En 2015, le sikh pratiquant Jagmeet Singh a pris part à un rassemblement à San Francisco qui rendait notamment hommage à Jarnail Singh Bhindranwale, le chef d’un groupe extrémiste assassiné en 1984, a révélé cette semaine «The Globe and Mail». Une autre vidéo, tournée en 2016 lors d’un séminaire sur l’indépendance sikhe, a ensuite fait surface: on y voit M. Singh aux côtés d’un militant légitimant le recours à la violence.

Le chef du Nouveau Parti démocratique s’est défendu en disant qu’il avait pris part au rassemblement «en tant que défenseur des droits de la personne» et qu’il respectait le principe d’autodétermination des peuples. «Je condamne tous les actes de terrorisme partout dans le monde», a insisté M. Singh dans une déclaration et dans plusieurs entrevues subséquentes.

Les croyances avant la politique?

S’il est trop tôt pour dire à quel point l’affaire va nuire aux appuis de Jagmeet Singh, M. Léger croit que cela fragilise les récents gains faits par le chef à la suite notamment de son passage à «Tout le monde en parle».

Le sondage Léger-Le Journal de Montréal publié la semaine dernière montrait que 31 % des Québécois se disaient satisfaits du leader du NPD. Depuis son élection à la tête du parti en octobre dernier, il a tendu la main au Québec, un terreau stratégique à reconquérir pour sa formation.

Même si le parti pris de M. Singh pour l’autodétermination des peuples le rend sympathique au Québec, un ancien stratège du NPD a confié à micro fermé que les révélations des derniers jours ravivaient la crainte de voir la religion prendre le dessus sur ses politiques.

Déjà poursuivi par la question des signes religieux ostentatoires, Jagmeet Singh doit maintenant rassurer sur son histoire politique au sein de la communauté sikhe, a observé la même source.

Rassurer la population

Le député néodémocrate de Trois-Rivières, Robert Aubin, ne croit pas que la controverse entourant le séparatisme et le terrorisme sikhs minera les chances de son chef au Québec, car il a toujours «porté le message de la non-violence».

«Quand les gens vont comprendre ça, ils vont être rassurés», a dit M. Aubin en entrevue avec TVA Nouvelles.

Il a été impossible d’obtenir une entrevue avec Jagmeet Singh vendredi.
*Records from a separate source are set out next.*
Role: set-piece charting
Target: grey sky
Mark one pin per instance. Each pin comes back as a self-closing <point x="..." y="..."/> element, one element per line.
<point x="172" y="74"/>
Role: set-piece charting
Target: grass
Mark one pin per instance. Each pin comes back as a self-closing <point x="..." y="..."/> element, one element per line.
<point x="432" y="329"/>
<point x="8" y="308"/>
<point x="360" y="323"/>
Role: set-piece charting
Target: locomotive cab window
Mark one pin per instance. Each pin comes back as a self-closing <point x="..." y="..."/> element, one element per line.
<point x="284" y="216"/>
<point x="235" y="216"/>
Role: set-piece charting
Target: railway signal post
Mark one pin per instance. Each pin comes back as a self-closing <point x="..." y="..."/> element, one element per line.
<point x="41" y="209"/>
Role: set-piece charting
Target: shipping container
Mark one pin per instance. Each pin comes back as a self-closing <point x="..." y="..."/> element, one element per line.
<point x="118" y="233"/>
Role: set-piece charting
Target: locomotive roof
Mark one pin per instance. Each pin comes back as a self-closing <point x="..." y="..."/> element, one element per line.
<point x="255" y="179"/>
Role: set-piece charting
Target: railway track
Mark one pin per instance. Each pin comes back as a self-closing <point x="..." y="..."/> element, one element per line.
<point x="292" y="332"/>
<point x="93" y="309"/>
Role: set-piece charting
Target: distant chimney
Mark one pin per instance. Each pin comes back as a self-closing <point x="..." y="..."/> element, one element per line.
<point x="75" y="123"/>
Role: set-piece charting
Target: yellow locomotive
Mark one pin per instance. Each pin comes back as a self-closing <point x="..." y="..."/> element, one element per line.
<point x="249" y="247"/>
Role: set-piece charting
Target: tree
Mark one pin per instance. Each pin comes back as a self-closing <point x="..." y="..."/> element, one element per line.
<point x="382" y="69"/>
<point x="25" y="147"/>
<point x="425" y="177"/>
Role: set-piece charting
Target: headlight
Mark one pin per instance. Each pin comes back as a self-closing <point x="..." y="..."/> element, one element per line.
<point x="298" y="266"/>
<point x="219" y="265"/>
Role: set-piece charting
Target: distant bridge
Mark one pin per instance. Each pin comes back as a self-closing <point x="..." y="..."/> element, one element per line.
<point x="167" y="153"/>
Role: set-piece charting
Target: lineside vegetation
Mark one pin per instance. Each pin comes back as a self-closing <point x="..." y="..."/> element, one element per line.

Durant la course à la chefferie du NPD, il s’était dit convaincu que la question des signes religieux ne lui nuirait pas au Québec et qu’il faisait confiance à l’ouverture d’esprit des Québécois.

Une interprétation que ne partage pas du tout le politologue à l’UQAM et spécialiste du NPD, André Lamoureux. «Jagmeet Singh ne passera jamais la rampe au Québec. Les Québécois se sont battus pendant 60 ans pour la laïcité, ils ne veulent pas d’un chef aussi fortement associé à un courant religieux», a affirmé le professeur.